I wrote the following code which outputs 45
:
#include <iostream>
int main()
{
int *p;
{
int n = 45;
p = &n;
}
std::cout << *p;
}
Because the lifetime of n
ends at the scope I expected this code to emit an error or warning. Using GCC 6.1.0 and Clang 3.8.0 and the libubsan sanitizer I don't get a blip.
g++ -Wall -Wextra -pedantic -fsanitize=undefined
clang++ -Weverything -fsanitize=undefined
Valgrind doesn't complain either. If I look at the assembly, GCC just reuses the same value from the stack:
400789: 48 89 45 f8 mov QWORD PTR [rbp-0x8],rax
std::cout << *p;
40078d: 48 8b 45 f8 mov rax,QWORD PTR [rbp-0x8]
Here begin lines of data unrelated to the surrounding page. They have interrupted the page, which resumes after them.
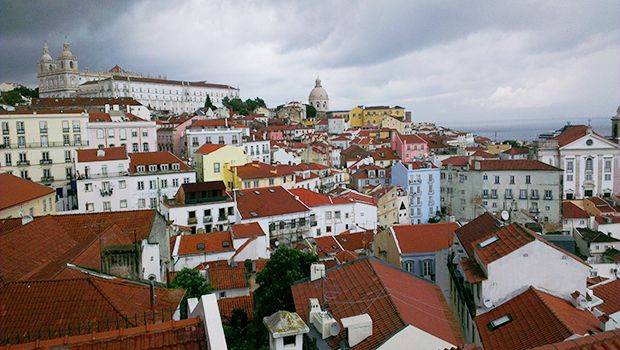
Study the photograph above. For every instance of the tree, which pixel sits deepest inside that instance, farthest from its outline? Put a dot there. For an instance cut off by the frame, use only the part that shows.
(285, 267)
(209, 104)
(192, 282)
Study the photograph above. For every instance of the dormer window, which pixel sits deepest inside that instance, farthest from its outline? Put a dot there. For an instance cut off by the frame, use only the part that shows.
(498, 322)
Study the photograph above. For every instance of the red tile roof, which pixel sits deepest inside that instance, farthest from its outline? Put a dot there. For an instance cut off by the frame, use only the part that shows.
(571, 211)
(537, 318)
(108, 154)
(209, 148)
(223, 276)
(610, 293)
(424, 238)
(211, 243)
(155, 158)
(248, 230)
(392, 298)
(15, 190)
(475, 229)
(60, 304)
(268, 201)
(228, 305)
(609, 340)
(188, 334)
(42, 248)
(517, 164)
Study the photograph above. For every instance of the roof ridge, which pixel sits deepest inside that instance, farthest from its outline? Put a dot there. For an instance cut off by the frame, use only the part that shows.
(555, 315)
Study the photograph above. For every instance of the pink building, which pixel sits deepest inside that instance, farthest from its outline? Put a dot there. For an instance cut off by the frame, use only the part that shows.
(409, 147)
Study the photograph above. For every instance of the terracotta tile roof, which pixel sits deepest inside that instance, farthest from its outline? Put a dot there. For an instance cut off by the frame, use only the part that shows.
(508, 239)
(456, 161)
(205, 243)
(258, 170)
(15, 190)
(571, 211)
(209, 148)
(571, 133)
(537, 318)
(110, 153)
(424, 238)
(60, 304)
(518, 164)
(392, 297)
(228, 305)
(473, 272)
(42, 248)
(610, 293)
(601, 341)
(268, 201)
(248, 230)
(185, 334)
(475, 229)
(155, 158)
(223, 276)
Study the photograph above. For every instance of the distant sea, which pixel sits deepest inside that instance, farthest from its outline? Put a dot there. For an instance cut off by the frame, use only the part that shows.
(527, 129)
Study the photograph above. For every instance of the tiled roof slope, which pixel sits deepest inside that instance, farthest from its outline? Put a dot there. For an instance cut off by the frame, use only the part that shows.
(424, 238)
(42, 248)
(36, 306)
(537, 318)
(15, 190)
(610, 293)
(392, 297)
(186, 334)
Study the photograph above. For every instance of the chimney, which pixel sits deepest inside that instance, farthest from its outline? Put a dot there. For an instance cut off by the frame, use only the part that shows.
(317, 271)
(358, 328)
(151, 293)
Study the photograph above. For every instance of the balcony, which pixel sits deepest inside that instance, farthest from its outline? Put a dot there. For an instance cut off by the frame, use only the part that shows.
(47, 179)
(106, 193)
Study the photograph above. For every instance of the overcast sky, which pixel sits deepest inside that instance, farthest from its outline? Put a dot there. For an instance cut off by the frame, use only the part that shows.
(451, 62)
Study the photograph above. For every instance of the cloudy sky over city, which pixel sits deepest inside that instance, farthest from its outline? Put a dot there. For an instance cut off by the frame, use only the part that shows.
(453, 62)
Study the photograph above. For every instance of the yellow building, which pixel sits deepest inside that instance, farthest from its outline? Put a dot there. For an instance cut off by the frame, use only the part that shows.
(212, 160)
(374, 115)
(257, 174)
(20, 197)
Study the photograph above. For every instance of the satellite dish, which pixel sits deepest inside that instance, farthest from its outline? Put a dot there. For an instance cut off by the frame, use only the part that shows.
(334, 329)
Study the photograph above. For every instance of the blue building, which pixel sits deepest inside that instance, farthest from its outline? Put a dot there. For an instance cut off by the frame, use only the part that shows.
(421, 179)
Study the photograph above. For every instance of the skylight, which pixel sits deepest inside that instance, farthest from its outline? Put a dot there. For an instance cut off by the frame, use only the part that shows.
(488, 241)
(498, 322)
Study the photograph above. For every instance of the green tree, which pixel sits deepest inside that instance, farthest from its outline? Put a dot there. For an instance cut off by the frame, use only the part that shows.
(285, 267)
(209, 104)
(310, 112)
(192, 282)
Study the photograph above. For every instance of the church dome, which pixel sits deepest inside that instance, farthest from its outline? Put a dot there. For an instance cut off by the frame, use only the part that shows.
(66, 53)
(318, 93)
(46, 54)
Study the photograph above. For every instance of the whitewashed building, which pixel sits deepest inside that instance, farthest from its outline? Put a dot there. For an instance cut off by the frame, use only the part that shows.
(109, 179)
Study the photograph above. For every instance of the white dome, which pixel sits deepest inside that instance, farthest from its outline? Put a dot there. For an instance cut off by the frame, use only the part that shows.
(46, 54)
(318, 93)
(66, 53)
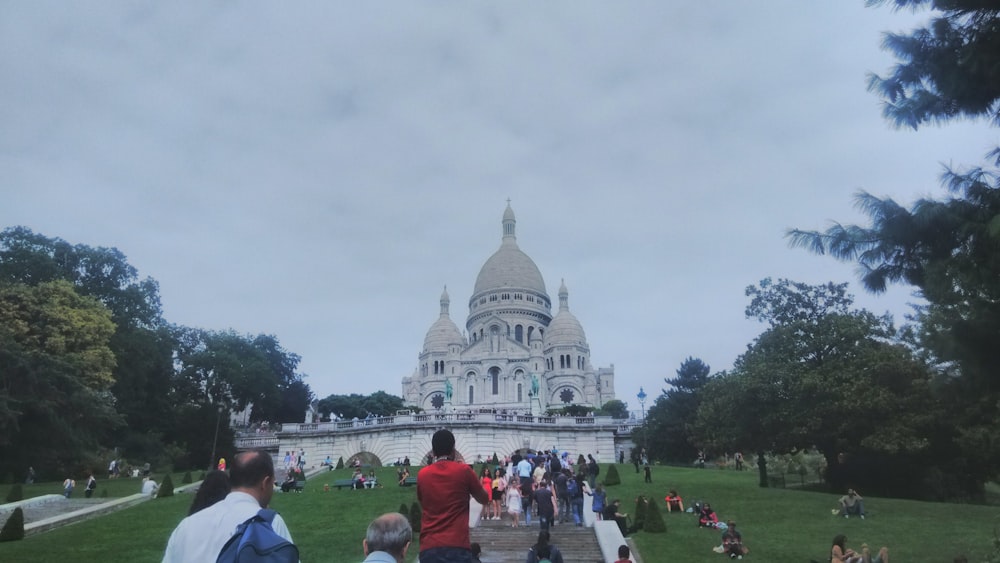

400791: 8b 00 mov eax,DWORD PTR [rax]
400793: 89 c6 mov esi,eax
400795: bf 60 10 60 00 mov edi,0x601060
40079a: e8 81 fe ff ff call 400620 <std::basic_ostream<char, std::char_traits<char> >::operator<<(int)@plt>
}
std::cout << *p;
40079f: 48 8b 45 f8 mov rax,QWORD PTR [rbp-0x8]
4007a3: 8b 00 mov eax,DWORD PTR [rax]
4007a5: 89 c6 mov esi,eax
4007a7: bf 60 10 60 00 mov edi,0x601060
I know it's undefined behavior to deference a NULL pointer, but what about a dangling pointer? (If it's undefined behavior, please provide quotes from the standard.)
I'd like for someone to prove it's undefined behavior, not just say that it is without proof. The duplicate has a lot of answers that make uncited claims. In C, it explicitly says that "using an object outside its lifetime" is undefined behavior. In C++, this is not the case. In fact, §3.8 doesn't seem to say anything remotely that direct.
Please reopen my question so I can get some actual proof and not cargo culting.